Danish prime minister’s New Year’s speeches framed by controversial 19th-century paintings
A wealthy businessman had a deliberate political motive when he bequeathed his extensive collection of L.A. Ring paintings to the Danish state, ensuring the works would surround the prime minister’s daily life, reports DR.
In both 2020 and 2021, Danish Prime Minister Mette Frederiksen delivered her New Year’s address with L.A. Ring’s 1885 painting I høst (In Harvest) prominently displayed behind her. The work depicts an exhausted farmer in tattered clothing facing an endless field—a stark contrast to the idealised rural scenes that dominated 19th-century Danish art.

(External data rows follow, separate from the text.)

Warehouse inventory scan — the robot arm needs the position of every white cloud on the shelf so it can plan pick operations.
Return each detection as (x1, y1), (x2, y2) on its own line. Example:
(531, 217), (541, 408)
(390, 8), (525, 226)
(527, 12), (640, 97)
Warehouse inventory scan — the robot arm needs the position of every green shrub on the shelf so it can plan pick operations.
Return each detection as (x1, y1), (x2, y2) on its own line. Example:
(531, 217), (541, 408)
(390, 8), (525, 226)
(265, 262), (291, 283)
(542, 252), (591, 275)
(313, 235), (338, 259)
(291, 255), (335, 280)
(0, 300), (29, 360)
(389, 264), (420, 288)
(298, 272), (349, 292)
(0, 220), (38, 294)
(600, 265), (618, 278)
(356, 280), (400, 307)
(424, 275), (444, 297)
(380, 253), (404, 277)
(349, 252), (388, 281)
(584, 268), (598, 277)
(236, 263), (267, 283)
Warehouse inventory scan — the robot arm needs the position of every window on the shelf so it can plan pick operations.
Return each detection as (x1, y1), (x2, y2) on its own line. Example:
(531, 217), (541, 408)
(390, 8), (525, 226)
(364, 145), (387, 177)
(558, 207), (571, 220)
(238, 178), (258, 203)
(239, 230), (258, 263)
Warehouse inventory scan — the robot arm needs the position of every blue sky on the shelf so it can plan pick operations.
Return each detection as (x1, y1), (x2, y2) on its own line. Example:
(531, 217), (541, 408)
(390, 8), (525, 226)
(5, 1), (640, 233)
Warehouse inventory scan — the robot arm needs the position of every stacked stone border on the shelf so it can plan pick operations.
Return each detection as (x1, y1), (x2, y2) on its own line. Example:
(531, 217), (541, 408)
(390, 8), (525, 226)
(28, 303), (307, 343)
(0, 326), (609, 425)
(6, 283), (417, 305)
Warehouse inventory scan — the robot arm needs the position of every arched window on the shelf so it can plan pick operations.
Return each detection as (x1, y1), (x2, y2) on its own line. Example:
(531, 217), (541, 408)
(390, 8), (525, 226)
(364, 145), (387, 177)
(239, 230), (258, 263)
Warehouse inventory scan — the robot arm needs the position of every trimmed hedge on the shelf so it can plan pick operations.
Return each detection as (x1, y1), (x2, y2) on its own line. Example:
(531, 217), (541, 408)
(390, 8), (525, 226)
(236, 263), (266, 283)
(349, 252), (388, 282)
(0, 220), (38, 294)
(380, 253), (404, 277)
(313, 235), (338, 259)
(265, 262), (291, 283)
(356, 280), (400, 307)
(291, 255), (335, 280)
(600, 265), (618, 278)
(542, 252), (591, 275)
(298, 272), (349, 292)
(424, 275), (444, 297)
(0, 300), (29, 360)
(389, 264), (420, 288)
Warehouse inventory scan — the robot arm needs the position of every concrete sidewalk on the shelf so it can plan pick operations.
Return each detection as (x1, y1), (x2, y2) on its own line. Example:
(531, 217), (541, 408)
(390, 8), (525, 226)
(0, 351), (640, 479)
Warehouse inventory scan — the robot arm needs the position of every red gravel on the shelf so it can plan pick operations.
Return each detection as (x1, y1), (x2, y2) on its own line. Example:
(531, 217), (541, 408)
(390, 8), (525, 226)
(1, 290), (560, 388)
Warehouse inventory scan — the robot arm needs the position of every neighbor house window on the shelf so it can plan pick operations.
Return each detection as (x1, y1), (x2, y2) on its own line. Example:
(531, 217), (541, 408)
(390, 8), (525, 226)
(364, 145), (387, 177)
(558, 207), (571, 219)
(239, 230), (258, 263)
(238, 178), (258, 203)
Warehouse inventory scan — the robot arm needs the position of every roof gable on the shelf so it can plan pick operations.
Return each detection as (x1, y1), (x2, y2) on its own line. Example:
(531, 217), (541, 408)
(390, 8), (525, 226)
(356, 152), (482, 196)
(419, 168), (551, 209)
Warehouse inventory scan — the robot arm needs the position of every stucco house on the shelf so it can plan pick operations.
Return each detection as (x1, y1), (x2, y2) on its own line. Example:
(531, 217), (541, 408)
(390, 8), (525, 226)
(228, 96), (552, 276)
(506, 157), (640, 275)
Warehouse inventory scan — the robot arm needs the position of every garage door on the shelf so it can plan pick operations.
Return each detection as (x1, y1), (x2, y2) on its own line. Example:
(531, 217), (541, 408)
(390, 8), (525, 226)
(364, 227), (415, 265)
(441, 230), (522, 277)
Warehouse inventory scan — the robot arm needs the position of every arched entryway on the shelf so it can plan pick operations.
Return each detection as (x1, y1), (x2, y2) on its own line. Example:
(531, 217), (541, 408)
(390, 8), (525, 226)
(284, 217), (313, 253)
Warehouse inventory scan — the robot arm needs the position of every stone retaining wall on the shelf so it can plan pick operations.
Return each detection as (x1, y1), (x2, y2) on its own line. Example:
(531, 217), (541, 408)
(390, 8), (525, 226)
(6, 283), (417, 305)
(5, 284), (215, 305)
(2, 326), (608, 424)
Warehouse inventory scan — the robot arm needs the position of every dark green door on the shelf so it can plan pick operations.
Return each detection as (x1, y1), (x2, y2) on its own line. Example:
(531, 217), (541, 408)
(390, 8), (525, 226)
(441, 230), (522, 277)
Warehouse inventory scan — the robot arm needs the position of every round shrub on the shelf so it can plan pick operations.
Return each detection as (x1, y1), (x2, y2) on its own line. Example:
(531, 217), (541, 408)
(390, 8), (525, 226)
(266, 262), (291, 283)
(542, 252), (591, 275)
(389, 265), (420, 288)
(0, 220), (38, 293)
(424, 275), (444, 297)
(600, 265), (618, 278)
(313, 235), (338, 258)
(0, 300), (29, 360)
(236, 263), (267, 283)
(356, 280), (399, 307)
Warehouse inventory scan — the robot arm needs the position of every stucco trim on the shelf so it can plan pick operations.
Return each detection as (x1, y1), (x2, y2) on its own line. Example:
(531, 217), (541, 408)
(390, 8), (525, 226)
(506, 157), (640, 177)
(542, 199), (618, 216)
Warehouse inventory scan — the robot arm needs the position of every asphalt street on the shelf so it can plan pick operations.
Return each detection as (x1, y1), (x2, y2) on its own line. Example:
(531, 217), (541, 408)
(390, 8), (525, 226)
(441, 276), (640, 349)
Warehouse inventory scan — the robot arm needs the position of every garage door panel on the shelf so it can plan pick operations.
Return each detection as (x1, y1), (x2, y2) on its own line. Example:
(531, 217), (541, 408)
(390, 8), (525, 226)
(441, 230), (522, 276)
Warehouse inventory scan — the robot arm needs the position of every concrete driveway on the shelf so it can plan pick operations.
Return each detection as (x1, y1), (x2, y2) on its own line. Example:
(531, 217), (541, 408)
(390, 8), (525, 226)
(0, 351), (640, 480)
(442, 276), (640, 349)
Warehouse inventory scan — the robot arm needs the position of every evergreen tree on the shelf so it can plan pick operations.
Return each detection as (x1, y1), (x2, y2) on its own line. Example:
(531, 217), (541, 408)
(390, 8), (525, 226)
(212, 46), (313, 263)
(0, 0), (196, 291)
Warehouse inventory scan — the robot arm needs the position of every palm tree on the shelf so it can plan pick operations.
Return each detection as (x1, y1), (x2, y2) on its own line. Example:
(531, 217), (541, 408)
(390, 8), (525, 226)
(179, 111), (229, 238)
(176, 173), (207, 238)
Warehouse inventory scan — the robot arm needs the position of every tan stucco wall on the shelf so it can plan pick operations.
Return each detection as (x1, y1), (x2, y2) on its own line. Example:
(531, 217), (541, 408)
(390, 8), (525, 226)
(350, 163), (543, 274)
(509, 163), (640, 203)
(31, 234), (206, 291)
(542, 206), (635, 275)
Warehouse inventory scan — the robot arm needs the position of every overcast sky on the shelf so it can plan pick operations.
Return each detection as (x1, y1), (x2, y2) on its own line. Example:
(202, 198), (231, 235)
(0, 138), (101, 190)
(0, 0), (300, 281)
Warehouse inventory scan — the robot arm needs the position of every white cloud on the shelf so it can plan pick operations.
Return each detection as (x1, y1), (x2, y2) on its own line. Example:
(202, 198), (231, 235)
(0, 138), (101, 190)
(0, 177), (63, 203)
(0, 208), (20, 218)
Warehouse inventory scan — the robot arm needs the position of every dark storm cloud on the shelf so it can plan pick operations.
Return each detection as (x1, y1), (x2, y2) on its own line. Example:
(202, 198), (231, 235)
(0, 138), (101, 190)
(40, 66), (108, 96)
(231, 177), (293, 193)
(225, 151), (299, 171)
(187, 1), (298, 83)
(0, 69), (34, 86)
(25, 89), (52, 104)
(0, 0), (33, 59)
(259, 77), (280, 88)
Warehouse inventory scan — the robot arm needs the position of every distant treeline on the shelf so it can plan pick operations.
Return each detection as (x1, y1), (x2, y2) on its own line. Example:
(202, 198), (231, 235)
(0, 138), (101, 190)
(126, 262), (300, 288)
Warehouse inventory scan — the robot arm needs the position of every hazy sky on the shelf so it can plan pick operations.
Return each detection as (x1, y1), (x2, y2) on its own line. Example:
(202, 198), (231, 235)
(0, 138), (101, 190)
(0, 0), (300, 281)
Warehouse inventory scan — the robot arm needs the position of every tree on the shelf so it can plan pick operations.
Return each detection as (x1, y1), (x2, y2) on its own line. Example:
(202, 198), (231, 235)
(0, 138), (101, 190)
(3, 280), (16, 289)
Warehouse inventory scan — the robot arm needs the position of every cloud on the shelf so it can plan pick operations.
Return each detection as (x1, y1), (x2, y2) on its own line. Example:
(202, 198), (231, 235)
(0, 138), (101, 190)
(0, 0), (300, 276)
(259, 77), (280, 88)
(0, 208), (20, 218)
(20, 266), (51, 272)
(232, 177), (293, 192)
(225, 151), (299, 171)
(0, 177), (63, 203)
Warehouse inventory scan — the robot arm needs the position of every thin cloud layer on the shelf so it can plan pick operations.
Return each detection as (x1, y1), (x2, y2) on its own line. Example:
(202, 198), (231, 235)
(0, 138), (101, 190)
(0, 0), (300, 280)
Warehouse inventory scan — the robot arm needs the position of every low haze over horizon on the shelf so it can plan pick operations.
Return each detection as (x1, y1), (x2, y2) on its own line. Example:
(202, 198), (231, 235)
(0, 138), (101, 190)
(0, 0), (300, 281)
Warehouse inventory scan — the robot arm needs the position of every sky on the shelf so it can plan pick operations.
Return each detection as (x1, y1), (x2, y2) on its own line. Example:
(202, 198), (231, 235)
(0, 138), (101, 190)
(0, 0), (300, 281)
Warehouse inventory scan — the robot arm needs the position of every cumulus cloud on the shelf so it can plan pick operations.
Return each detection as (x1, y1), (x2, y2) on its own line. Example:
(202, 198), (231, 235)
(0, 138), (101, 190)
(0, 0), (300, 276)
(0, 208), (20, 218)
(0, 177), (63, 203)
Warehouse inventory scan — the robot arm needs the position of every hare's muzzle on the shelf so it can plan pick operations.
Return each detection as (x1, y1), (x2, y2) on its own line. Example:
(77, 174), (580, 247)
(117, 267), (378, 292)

Peter Nørgaard Larsen, senior researcher at Denmark’s National Gallery (Statens Museum for Kunst), explains that Ring’s unflinching portrayals of poverty broke sharply with tradition. “Everything in Danish art looked neat—until L.A. Ring. Suddenly it was ugly, absurd, grotesque. For him, it was essential to show that the world can be harsh,” Larsen says. “The wealthy elite, used to decorative paintings of happy peasants, were shocked. Many saw his work as left-wing propaganda.”
The collection’s donor, businessman O.P. Christensen—who, like Ring, had risen from rural poverty—stipulated in his 1950s will that the 31 Ring paintings should hang in the Prime Minister’s Office and official residence, Marienborg. “He wanted every sitting prime minister to confront this reality daily, to govern with the struggling population in mind,” Larsen notes.
Ring’s raw social realism, including monumental canvases like I høst (measuring 190 x 154 cm), redefined Danish art by centring the rural poor as heroic yet trapped figures. His influence extended to contemporaries like H.A. Brendekilde and Erik Henningsen, whose works—such as Udslidt (Worn Out, 1889), depicting a screaming farm wife, and Den højeste ret (The Highest Justice, 1886), showing the exhumation of an infant’s corpse—laid bare the era’s brutal inequalities.